Sakakibara became known as “Mr. Yen” during his 1997-1999 tenure as the Finance Ministry’s top currency official because of his efforts to influence the yen rate through verbal and actual intervention in foreign-exchange markets.

The G-7 will take “all necessary measures to support financial stability and growth,” the nations’ finance ministers and central bankers said in the statement. They also agreed to inject liquidity into markets if necessary.

Unilateral Action

Japan acted alone in selling the yen last week, in contrast with a previous intervention in March that was coordinated among the G-7. The Bank of Japan added 10 trillion yen ($128 billion) of monetary stimulus on Aug. 4, hours after the Finance Ministry’s move.

“There is a good chance speculators will build up yen- buying positions again, depending on future developments, given that the present intervention is unilateral,” Goldman Sachs Group Inc. economists Naohiko Baba and Chiwoong Lee wrote in a note published on Aug. 6. “The impact will not be as large or as sustainable as a coordinated intervention.”

A stronger yen can erode exporters’ overseas earnings when repatriated and reduce their competitiveness. Osamu Masuko, president of Tokyo-based Mitsubishi Motors Corp., was among executives who called for more action after last week’s move, saying in an e-mail that the exchange rate “still isn’t acceptable.”

The latest sale may have been a record 4.5 trillion yen, according to Totan Research Co., a Tokyo money-market brokerage.

‘True Determination’

Baba and Lee at Goldman Sachs said that Japan has been buying U.S. Treasuries when it sells yen, leaving it with more than 30 trillion yen in unrealized losses that will test the government’s “true determination” to combat the currency’s rise.

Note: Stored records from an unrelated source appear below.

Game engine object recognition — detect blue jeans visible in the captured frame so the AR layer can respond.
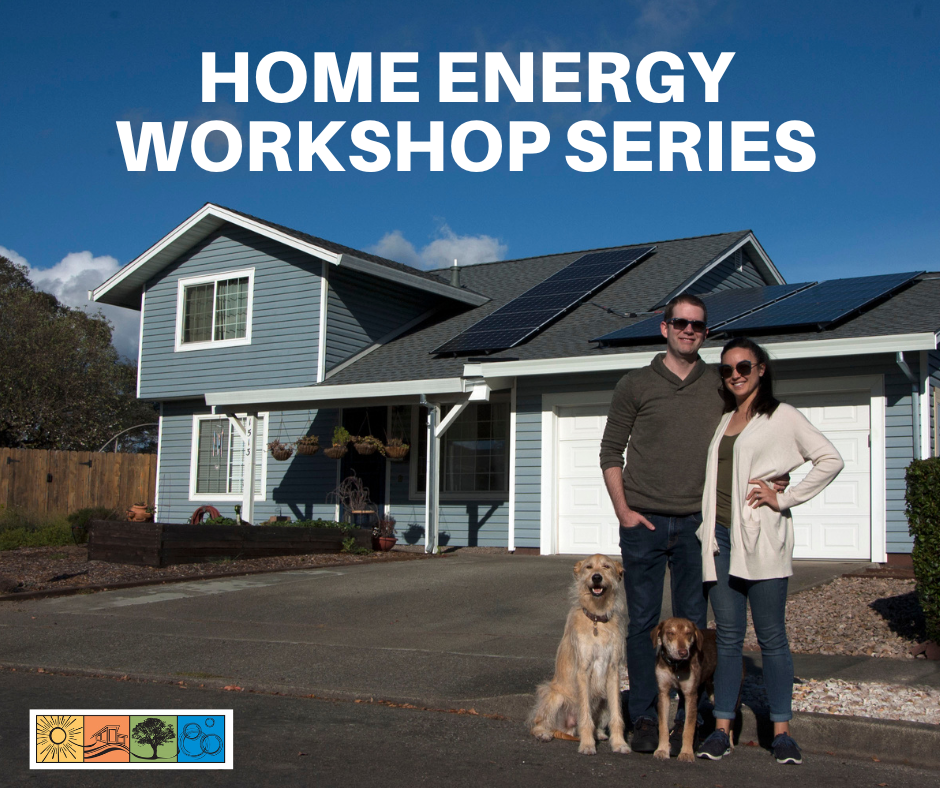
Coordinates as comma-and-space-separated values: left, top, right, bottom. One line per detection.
620, 512, 708, 722
708, 525, 793, 722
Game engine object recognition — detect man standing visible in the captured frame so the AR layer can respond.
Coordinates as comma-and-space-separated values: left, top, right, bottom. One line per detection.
600, 295, 723, 752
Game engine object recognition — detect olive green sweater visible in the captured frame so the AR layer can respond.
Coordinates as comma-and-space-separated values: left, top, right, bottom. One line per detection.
600, 353, 724, 515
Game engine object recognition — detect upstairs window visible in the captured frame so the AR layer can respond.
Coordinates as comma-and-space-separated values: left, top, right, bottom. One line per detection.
176, 269, 254, 350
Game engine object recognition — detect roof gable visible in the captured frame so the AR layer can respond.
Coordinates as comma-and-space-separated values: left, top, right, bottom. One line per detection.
89, 203, 488, 309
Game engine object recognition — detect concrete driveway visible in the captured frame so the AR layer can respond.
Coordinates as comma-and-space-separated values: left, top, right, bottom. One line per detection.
0, 553, 859, 713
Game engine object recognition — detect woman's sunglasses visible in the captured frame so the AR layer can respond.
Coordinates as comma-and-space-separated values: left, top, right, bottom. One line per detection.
666, 317, 707, 334
718, 361, 756, 379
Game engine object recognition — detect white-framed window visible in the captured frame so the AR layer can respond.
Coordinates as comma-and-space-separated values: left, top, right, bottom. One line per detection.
176, 268, 255, 351
189, 413, 268, 501
409, 395, 509, 501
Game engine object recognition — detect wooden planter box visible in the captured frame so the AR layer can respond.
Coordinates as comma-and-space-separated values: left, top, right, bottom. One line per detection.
88, 520, 372, 566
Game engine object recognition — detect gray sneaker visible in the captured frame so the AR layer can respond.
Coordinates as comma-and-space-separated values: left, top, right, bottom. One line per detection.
695, 728, 731, 761
770, 733, 803, 765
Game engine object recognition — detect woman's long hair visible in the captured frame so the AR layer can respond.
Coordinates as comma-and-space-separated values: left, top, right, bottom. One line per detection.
721, 337, 780, 416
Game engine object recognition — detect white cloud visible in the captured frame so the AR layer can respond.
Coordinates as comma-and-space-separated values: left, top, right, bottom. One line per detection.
0, 246, 140, 360
369, 224, 509, 270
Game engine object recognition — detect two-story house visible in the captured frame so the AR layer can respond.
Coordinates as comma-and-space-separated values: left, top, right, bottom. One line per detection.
93, 204, 940, 561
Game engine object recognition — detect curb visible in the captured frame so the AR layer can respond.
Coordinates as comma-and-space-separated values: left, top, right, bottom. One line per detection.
0, 663, 940, 769
0, 551, 450, 602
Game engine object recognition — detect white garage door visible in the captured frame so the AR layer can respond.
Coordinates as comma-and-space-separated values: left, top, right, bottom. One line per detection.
555, 405, 620, 556
781, 391, 871, 559
555, 384, 871, 560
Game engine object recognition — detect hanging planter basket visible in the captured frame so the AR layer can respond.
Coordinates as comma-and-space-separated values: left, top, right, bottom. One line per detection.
352, 435, 385, 456
295, 435, 320, 457
385, 439, 410, 461
323, 444, 348, 460
268, 439, 294, 462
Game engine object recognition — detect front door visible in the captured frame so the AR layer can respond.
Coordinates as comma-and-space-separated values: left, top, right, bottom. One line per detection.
340, 405, 388, 516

Japan maintains its trust in the ability of the U.S. to pay its debts and expects Treasuries to remain an attractive investment, a government official from the Asian nation said yesterday on condition of anonymity. Japan is the second-largest international investor in Treasuries, behind China.

S&P cut the U.S. sovereign credit rating to AA+, citing an insufficient commitment toward a broader fiscal consolidation plan that stabilizes the country’s debt.

The ratings company went further than Moody’s Investors Service and Fitch Ratings, which affirmed their AAA credit ratings for the U.S. on Aug. 2, the day President Barack Obama signed a bill that ended a debt-ceiling impasse that had pushed the country to the edge of default.